Yes, but it is far easier to develop a custom interconnect than to develop a custom ARM core. Even AMD could afford to buy an interconnect maker, and AMD financial position is subpar.
AMD Seamicro will make a difference on highly complex or specific designs. For your everyday servers the chip itself will matter a lot more than the interconnect.
So they are switching to cheap, vanilla ARM servers, most likely inferior to its competitors, which means that whatever gains comes from manufacturing the boxes themselves. I doubt that this business will be able to muster enough margins to sustain the company in the long run.
I cannot but agree. MIPS beat them all to the punch by years in some ways, but not by making anything COTS. Even if there ends up being enough markets (no one niche will be enough for more than any one company, I don't think), AMD would only have a significant advantage v. Calxeda and Baserock, who only support rather slow interconnects. For fighting thermal density with parallel workloads, I'd be willing to bet that the forthcoming Atoms will smash the upcoming ARM SoCs, and that AMD would have been better to make a RAS-heavy Jaguar, and try to stuff it into every niche they could find (and, the same chip w/ those features not turned on could be an OK mobile and AIO CPU).
JHH is at least working towards known-profitable areas, like HPC, but I'm not sure how well AMD will be able to hold out with other ARM vendors fighting over small margins, unless they have other trick up their sleeve (so far they haven't, though).
Samsung is working on ARM based server parts for release in 2014, at 32 bits ARM is inadequate for a large server application, but with instruction set V8 it becomes viable.
32-bit isn't viable for anything more fancy than a Sheevaplug. Yes, it works, but 64-bit makes the world, as the CPU, OS, RAM-heavy services and file-heavy services, see it, orders of magnitude simpler, once you get into using GBs of RAM, and 100s of MBs of data sets. Wider registers are a nice bonus for small copies and DB work, too. It's the difference between admins getting pissed off and disabling the OOM killer, then recompiling the kernel, then getting pissed off all over again when they still run out of memory with enough available...to occasionally having to tweak a VM tunable.
For now, I don't think anybody is running LAMP on GPUs. That may change, but my understanding is that for an individual thread, a GPU is very slow - to the point where, if you have any latency restrictions at all, a GPU thread is not likely to meet your performance requirements.

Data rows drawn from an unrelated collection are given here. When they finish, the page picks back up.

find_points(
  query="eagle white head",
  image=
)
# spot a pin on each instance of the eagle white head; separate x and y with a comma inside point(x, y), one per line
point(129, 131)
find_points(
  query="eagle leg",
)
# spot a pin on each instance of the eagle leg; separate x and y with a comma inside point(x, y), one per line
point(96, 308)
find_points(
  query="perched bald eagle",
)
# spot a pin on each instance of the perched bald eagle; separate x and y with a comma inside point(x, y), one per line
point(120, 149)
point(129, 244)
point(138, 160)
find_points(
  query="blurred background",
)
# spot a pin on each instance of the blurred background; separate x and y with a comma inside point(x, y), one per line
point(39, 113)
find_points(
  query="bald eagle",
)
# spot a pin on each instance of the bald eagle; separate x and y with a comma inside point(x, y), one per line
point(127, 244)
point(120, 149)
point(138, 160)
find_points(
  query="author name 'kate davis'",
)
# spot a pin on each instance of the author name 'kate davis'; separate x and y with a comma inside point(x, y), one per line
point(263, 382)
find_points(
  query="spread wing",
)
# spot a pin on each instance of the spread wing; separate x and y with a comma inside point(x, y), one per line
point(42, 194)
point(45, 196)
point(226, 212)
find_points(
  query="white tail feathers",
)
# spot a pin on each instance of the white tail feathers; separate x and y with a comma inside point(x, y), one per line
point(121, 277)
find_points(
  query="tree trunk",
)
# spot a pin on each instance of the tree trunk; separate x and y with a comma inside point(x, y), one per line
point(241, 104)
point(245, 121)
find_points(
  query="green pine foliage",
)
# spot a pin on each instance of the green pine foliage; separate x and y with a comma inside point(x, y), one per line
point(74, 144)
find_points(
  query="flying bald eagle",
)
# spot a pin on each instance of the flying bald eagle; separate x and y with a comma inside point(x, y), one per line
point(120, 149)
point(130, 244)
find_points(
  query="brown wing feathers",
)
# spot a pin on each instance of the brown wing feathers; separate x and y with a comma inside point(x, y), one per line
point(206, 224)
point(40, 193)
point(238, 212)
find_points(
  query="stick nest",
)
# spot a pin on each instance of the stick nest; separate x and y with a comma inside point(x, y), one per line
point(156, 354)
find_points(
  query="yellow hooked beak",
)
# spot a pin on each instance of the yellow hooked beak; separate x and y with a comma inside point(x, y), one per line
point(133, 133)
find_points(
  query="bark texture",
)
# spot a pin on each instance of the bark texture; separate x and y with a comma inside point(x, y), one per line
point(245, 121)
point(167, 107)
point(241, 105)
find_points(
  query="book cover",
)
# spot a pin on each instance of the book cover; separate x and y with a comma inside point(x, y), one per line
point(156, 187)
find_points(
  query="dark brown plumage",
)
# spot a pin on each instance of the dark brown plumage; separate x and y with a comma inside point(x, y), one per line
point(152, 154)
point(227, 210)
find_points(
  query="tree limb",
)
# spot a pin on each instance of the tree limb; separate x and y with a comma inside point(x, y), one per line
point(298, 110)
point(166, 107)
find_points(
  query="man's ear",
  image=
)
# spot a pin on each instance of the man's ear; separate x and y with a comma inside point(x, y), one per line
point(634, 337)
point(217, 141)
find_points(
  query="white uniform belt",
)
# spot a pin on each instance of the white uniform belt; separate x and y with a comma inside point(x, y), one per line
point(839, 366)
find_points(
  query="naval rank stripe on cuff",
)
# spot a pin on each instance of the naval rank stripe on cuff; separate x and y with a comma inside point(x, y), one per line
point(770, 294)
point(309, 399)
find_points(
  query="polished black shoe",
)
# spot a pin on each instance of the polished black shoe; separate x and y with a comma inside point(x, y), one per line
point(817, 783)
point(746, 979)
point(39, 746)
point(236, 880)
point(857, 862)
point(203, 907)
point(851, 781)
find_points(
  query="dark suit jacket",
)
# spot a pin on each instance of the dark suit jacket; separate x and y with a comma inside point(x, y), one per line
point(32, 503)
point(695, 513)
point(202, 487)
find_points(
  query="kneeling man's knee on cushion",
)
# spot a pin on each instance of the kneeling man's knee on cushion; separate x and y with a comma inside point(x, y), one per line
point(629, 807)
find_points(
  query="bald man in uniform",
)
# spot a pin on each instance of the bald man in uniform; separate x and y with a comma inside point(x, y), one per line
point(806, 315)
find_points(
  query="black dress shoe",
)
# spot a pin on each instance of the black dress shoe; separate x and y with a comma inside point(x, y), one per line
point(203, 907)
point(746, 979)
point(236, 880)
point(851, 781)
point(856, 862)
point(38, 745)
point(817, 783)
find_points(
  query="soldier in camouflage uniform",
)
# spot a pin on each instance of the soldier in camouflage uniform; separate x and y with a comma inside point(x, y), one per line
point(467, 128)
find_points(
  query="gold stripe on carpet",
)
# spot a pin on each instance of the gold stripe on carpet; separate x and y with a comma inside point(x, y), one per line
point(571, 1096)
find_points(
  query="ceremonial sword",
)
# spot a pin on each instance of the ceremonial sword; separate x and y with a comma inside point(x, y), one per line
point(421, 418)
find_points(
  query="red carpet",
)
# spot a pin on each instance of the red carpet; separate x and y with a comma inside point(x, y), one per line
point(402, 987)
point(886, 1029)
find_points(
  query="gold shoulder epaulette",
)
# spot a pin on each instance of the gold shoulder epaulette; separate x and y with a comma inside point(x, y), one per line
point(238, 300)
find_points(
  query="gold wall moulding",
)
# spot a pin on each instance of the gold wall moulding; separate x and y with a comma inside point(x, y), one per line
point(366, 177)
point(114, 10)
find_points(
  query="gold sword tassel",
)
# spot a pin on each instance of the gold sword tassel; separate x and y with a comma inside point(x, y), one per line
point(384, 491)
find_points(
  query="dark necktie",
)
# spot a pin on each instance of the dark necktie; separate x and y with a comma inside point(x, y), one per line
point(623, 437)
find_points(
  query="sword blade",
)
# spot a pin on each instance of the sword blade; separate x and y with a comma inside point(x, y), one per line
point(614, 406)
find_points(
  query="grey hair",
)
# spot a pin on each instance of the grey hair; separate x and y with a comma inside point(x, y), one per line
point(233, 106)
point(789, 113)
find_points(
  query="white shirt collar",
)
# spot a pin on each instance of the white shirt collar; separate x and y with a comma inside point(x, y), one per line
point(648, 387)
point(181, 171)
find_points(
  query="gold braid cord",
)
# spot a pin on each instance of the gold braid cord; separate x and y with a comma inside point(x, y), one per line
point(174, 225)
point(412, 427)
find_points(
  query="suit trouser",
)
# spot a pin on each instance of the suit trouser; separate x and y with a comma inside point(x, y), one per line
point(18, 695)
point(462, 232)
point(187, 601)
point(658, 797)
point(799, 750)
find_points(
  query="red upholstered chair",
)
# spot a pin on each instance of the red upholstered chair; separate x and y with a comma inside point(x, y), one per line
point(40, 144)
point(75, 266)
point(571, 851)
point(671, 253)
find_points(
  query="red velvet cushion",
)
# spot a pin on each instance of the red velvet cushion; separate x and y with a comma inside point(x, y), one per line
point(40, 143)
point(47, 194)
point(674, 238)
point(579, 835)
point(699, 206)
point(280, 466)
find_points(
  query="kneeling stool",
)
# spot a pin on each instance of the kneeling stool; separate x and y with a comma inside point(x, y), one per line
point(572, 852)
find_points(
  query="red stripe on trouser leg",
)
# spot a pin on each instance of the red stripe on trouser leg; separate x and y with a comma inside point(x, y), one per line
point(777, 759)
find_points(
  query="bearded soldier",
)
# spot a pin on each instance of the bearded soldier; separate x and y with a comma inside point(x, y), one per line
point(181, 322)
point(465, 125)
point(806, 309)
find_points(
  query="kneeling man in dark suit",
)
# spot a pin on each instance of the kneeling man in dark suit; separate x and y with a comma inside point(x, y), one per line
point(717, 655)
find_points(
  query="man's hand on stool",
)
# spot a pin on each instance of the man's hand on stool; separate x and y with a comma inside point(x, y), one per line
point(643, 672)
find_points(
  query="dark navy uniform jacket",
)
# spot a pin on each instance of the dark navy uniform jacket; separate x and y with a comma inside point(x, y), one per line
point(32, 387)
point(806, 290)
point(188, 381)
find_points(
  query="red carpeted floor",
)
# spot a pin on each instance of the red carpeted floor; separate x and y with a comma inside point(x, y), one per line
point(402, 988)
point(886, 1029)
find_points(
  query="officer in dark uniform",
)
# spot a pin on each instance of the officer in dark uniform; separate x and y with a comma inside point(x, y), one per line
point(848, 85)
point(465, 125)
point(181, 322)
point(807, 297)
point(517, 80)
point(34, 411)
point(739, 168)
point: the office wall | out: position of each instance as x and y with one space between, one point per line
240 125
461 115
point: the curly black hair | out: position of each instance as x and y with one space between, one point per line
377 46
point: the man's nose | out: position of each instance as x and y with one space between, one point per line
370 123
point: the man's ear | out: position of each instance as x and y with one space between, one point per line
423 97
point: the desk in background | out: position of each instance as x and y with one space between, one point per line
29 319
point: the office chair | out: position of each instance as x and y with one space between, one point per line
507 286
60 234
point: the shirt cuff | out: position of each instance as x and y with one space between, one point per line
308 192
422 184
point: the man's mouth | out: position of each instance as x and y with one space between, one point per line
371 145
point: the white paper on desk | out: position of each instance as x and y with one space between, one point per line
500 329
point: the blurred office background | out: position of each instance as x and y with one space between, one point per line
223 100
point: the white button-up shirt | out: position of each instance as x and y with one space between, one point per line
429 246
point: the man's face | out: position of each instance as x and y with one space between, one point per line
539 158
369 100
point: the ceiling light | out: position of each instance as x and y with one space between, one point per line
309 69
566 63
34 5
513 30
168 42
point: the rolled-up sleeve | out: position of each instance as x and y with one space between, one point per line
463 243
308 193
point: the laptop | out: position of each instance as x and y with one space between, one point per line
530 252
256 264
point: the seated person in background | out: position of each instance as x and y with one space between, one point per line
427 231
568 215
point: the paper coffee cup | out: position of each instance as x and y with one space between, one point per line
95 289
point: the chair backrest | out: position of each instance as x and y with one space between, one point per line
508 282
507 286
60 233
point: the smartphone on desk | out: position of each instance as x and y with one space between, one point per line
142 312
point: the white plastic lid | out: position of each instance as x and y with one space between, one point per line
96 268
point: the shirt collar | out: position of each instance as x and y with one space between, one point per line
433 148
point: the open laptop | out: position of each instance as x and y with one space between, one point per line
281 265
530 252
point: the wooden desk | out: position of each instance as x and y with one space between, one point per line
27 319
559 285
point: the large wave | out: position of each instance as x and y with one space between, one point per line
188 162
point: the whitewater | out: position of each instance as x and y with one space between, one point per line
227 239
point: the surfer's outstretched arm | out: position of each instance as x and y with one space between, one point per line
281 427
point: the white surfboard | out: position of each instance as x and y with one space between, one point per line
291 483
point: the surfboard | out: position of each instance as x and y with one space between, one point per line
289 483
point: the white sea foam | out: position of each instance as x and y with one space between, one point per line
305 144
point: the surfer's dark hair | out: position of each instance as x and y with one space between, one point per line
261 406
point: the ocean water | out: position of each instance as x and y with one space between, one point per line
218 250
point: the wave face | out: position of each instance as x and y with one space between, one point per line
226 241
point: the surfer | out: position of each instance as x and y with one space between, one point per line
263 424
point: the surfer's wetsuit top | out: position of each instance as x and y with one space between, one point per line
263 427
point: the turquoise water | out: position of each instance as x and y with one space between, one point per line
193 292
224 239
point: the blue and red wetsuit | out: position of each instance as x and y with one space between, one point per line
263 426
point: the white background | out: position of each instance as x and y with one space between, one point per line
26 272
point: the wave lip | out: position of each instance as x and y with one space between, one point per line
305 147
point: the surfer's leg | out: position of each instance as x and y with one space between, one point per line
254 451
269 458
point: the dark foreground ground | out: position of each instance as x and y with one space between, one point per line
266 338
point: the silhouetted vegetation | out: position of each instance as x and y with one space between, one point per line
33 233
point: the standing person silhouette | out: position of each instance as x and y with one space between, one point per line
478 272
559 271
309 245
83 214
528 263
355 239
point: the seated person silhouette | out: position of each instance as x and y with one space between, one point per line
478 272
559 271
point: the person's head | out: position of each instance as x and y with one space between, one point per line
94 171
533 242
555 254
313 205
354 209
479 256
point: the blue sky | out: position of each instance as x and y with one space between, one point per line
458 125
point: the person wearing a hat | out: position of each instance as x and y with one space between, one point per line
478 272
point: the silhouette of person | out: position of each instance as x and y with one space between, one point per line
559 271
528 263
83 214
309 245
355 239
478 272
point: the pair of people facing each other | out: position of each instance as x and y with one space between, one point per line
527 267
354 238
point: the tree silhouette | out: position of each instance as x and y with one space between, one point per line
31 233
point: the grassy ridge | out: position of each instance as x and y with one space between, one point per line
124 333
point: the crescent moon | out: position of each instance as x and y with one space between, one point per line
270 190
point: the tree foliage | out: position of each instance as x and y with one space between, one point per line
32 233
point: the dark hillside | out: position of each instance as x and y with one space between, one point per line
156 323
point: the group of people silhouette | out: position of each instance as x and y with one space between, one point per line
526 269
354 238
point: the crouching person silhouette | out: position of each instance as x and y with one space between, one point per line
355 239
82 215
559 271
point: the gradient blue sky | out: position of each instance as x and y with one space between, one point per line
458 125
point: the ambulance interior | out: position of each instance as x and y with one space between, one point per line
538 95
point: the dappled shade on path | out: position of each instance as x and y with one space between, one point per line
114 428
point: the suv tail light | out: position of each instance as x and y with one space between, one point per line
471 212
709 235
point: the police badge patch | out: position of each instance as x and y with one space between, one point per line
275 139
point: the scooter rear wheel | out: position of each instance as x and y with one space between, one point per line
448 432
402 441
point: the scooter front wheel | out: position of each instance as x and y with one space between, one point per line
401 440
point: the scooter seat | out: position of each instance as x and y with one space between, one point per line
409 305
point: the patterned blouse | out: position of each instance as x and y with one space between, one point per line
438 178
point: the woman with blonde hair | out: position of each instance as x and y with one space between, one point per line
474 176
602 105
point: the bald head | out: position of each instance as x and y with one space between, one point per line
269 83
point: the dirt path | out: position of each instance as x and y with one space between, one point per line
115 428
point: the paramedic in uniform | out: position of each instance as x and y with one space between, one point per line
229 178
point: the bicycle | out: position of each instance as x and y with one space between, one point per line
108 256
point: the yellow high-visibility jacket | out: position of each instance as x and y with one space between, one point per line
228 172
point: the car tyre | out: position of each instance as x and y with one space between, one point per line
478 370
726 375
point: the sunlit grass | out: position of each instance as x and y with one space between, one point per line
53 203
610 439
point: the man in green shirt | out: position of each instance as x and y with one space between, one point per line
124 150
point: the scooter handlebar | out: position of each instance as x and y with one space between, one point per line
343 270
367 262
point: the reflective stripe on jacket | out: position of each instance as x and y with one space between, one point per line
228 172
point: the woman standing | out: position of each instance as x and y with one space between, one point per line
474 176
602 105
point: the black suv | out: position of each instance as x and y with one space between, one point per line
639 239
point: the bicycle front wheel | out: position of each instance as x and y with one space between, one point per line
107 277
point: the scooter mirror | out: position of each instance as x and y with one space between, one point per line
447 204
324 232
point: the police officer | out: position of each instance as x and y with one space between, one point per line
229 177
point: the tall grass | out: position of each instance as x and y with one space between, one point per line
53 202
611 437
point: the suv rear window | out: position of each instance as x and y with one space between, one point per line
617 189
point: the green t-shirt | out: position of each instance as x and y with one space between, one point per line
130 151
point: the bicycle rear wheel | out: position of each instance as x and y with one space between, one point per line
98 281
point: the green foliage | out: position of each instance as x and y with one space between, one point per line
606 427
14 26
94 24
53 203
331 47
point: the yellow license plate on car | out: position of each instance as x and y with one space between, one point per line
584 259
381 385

I've heard that for a number of server workloads, the current generation of low-power processor cores (from all major vendors) just don't have quite enough performance to get a foot in the door. Websites care very much about how long a page takes to load, and if you can't e.g. serve Anandtech forums in under 100ms (random made up number), it doesn't matter how cheap/low-power/etc your chip is.
Pretty much. I could see OLAP going GPU, but (Apache/Nginx)+(MySQL/PostgreSQL)+(PHP/Python/Ruby), or anything like that, will be much more benefited from big caches and fast memory access than more processors. Not merely that, but they benefit greatly from caching in more abstract ways than the memory cache: sharing chunks of files through the OS, sharing their own data structures in memory (Python explicitly will need to use a 3rd-party object DB, PHP can use APC with a few config changes), and implicitly sharing most of their VM contents (depending on server config, anyway--upstream defaults are not good for web apps). In addition, MySQL and PostgreSQL both scale very well to many cores, provided there are also many transactions.
So, even in cases where more threads, cores, etc., could be more useful than fast response times per thread, you'd really want an expandable NUMA system, where each card adds to total CPUs and RAM (and with a kernel aware of the layout), rather than each card being a little ARM blade server. Also, the program counter can't reasonably be shared between threads, even though they're sharing the same binary, so a GPGPU's vector lanes would be unusable: scaling would be limited to the number of independent program counters supported by the processor (they call vector data lanes, "threads," so it's important to make the distinction).
I can see three possibly useful cases:
1. Shared hosting (standard and VPS), where everybody gets slow 'servers' anyway, and the hosting service would get benefits from reduced thermal density, and not needing to share nearly as much cache and RAM between sets of sites.
2. Massive low-bandwidth parallel processing, where time to completion does not matter as much as being able to have more jobs in flight. With a system like Hadoop, or Erlang, the scaling could be excellent. The case here is looking at them as sets of networked DRAM banks that happen to have some CPUs attached.
3. Memcache servers. I'm not sure how they'd actually perform here, relative to using fewer servers per U, but once 64-bit is here, each node could have 8+GB RAM, so you might be able to pack much more total cache per U than standard servers.
Will v8 cores clock at 3 ghz? 4ghz? or am i missing something?
All you're missing is that it's new, and there's obviously some demand. But, with no useful parts out, nobody knows exactly how it will shape up. So, anybody who can wants to be ready, over the next few years, in case it ends up
not only being a few users totaling 1%. If they are good enough for enough users, and/or people find unexpected ways to exploit them, and it explodes, you don't want to be the guy that said it would be a waste of time to pursue, do you?